An abandoned swimming pool.
There's no water - only broken concrete, a handful of bird cages and a wooden fence shielding the spectacle from bird-watchers.
Standing beside the pool, Executive Director Tim Brown smiles. He conjures up images of sunbathers in full-body swimming suits lounging along its flanks.
That was decades ago. The question now: "What do you do with a dilapidated swimming pool?"
Tracy Aviary wants to pitch a $19.3 million bond to voters this November to spruce up its central-city bird park - a debt that would cost Salt Lake County taxpayers $2.50 annually on a $235,000 home.
With that money, the aviary would enlarge its outdoor amphitheater, transform its south pavilion (now used for bird storage) into a walk-through rain forest and build an entirely new complex that would feature birds from the mangrove swamps of Mexico to the coastal regions of Panama.
As for the swimming pool? An outdoor education plaza would emerge with room for bird demonstrations.
Tracy Aviary began flapping its wings for that funding Tuesday, urging the County Council to give its request a place on the fall ballot. The council is expected to make that decision sometime next month, but a bipartisan majority appears supportive.
The aviary hopes the money will help restore its accreditation, which the Association of Zoos and Aquariums revoked two years ago, blaming the park's antiquated exhibits, deferred maintenance and insufficient funding.
Since then, the aviary's intern program has dried up. Other zoos have refused to exchange birds. And some donors have balked at opening their pocketbooks.
"We absolutely must get our AZA accreditation back if we want to be the aviary of Utah," said Davis Mullholand, chairman of the Friends of Tracy Aviary board.
If voters sign off, Mullholand said the aviary could apply for national accreditation as early as March 2009.
Construction would begin that same year, starting in September. The pavilion would come first with trees and tropical vegetation stretching high into an atrium now occupied by chain-link bird cages.
The Mexico-Panama building would come next, maybe with cypresslike trees and sticky humidity indicative of those climates.
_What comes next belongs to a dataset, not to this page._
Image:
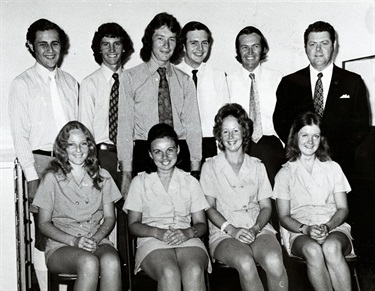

The education venues and reconstructed entry would come last. The time frame: three years.
"We need to nail that core, get it done and get out of there," Mullholand said.
Once complete, the aviary hopes to see its attendance more than double. About 70,000 visitors now meander through the attraction annually. Those numbers could grow to 175,000 a year by 2014, according to aviary estimates.
Running his finger over a poster-sized master plan in the aviary's historic mill, Brown said the funding request is simple: "You just can't have a place that you don't invest in; it's not going to take care of itself."